Fig. 4. SOAT1 inhibition upregulates CPT1A expression, which shuttles released FFAs into mitochondria for oxidation in vitro.

A–B CCK8 assay showed that SOAT1 knockdown inhibited cell viability in HepG2 and HUH7, (mean ± SEM, n = 3), *p < 0.05. IC50 values of avasimibe (AVA) were about 20 μm. C Western blot analysis of CDK4, CDK6, and cyclinD1 protein with AVA treatment. D–E Fluorescence imaging of LDs stained with BODIPY 493/503 (green) in HUH7 treated with pharmacological (avasimibe, 48 h) or genetic (si-RNA, 72 h) inhibition of SOAT1. Nuclei were stained with DAPI (blue).

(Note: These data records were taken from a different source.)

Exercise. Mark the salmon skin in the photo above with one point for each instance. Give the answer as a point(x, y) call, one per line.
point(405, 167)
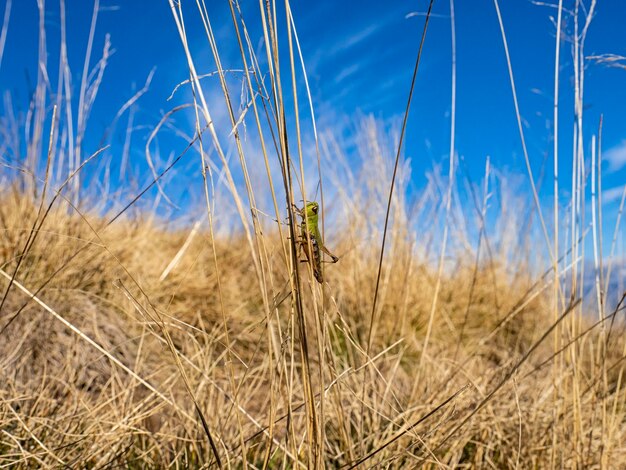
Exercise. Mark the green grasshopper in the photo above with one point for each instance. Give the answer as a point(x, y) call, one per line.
point(311, 239)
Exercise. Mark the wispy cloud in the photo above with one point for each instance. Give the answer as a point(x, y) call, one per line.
point(616, 156)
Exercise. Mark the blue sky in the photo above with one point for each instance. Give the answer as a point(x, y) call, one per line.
point(359, 58)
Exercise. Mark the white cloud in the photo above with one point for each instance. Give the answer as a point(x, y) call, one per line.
point(616, 156)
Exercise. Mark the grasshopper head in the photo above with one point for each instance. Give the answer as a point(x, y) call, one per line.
point(312, 208)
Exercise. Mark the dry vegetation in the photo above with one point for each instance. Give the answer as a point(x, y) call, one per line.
point(133, 341)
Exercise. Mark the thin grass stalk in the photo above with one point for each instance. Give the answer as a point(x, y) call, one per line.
point(387, 214)
point(271, 47)
point(83, 99)
point(5, 28)
point(556, 293)
point(521, 132)
point(451, 178)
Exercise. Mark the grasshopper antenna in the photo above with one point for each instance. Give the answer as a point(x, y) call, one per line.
point(317, 188)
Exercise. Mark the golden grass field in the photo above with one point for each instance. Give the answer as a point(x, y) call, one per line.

Scale bar, 50 μm. More than 30 cells were analyzed. Data were quantified using ImageJ software; *p < 0.05; ***p < 0.001, ****p < 0.0001. Significance was determined by unpaired student’s t-test. F The level of total free fatty acids in HCC cells treated with SOAT1 inhibition. (mean ± SEM, n = 3), ns, no significance. G–H Western blot analysis of CPT1A and HMGCL in HepG2 and HUH7 treated with pharmacologic or genetic SOAT1 inhibition. I–K Levels of total acetyl-CoA, ATP, and β-hydroxybutyrate in HCC cells treated with avasimibe (AVA) for 48 h at an indicated concentration (mean ± SEM, n = 3); *p < 0.05; ***p < 0.001, ****p < 0.0001; ns, no significance. L Western blot analysis of P-ACC (S79), ACC, P-AMPK (T172), and AMPK in HCC cells treated with AVA for 48 h at the indicated concentration.